まして士大夫たる武士が商売に携わるなど、想像だにできぬことであった。

そういう観念で頭ががんじがらめになっている江戸城に、突然ふって沸いたように、商業で幕府の財政を立て直そうとする人物が現れたのである。

幕客からは胡散臭い存在と思われたであろうが、将軍家重の絶大な信任が彼を自由に活躍させることとなった。

田沼意次はのちに、100年先の経済感覚を持って生まれたといわれるほどに、非凡な人物であった。

当時幕府の台所は決して楽でない。

吉宗の時代までに新田開発はほぼ終ってしまい、年貢を増やそうにも、もはや限界に近かった。

この世の富はすでに農村になく、町の商人の手に握られていた。

彼はこの現実をしっかり見据え、潤沢な資金をもつ商人を利用して幕府の財政を立て直そうと考えた。

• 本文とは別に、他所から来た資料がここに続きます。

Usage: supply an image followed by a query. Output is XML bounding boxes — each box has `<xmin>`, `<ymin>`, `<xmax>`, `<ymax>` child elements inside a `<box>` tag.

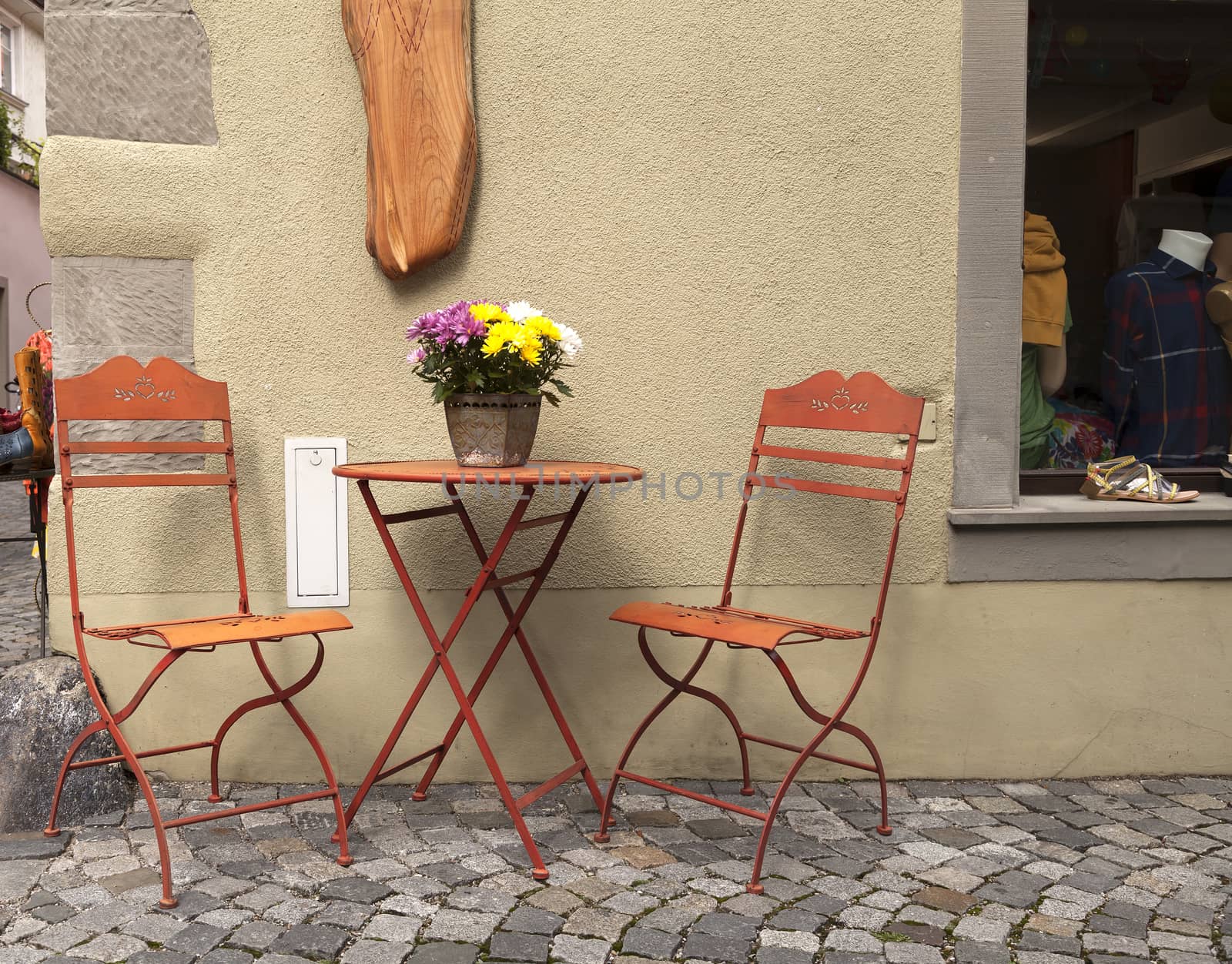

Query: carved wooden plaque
<box><xmin>343</xmin><ymin>0</ymin><xmax>476</xmax><ymax>279</ymax></box>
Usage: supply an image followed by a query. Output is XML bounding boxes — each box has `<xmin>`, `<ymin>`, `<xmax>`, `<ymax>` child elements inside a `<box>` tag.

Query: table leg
<box><xmin>411</xmin><ymin>486</ymin><xmax>602</xmax><ymax>806</ymax></box>
<box><xmin>346</xmin><ymin>480</ymin><xmax>527</xmax><ymax>825</ymax></box>
<box><xmin>346</xmin><ymin>480</ymin><xmax>601</xmax><ymax>880</ymax></box>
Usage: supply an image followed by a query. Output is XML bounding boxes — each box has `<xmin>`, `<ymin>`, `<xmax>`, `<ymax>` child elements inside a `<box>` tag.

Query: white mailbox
<box><xmin>285</xmin><ymin>439</ymin><xmax>351</xmax><ymax>608</ymax></box>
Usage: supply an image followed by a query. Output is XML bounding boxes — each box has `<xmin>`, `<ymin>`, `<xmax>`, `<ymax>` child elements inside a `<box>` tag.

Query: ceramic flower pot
<box><xmin>445</xmin><ymin>393</ymin><xmax>544</xmax><ymax>468</ymax></box>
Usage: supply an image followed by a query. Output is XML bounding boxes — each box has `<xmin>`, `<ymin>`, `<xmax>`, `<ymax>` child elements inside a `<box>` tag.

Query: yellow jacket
<box><xmin>1023</xmin><ymin>211</ymin><xmax>1068</xmax><ymax>346</ymax></box>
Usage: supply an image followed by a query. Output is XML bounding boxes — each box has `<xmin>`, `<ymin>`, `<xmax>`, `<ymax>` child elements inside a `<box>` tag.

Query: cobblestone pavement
<box><xmin>0</xmin><ymin>480</ymin><xmax>38</xmax><ymax>675</ymax></box>
<box><xmin>0</xmin><ymin>778</ymin><xmax>1232</xmax><ymax>964</ymax></box>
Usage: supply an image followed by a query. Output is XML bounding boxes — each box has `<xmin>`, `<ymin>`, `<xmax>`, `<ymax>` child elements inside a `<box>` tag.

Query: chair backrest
<box><xmin>55</xmin><ymin>355</ymin><xmax>249</xmax><ymax>629</ymax></box>
<box><xmin>722</xmin><ymin>371</ymin><xmax>924</xmax><ymax>626</ymax></box>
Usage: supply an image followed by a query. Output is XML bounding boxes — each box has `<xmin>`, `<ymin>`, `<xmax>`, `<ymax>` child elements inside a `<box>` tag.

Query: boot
<box><xmin>0</xmin><ymin>347</ymin><xmax>53</xmax><ymax>476</ymax></box>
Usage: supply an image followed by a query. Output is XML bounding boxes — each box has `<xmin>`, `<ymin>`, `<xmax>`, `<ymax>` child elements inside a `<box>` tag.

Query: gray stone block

このためまず有力商人の頭を撫でて商品を独占販売してもよいと喜ばせ、そのかわり運上金・冥加金という纏まった金を幕府に納めさせた。

また、殖産興業を目指して有力商人に出資させ、印旛沼・手形沼を開拓し、利根川と連結して運河を造り、東北方面との流通の便を図ろうとした。

さらに鎖国政策には目をつむって規制の緩和に努め、長崎での貿易を活性化して幕府みずから利益を上げることに努めた。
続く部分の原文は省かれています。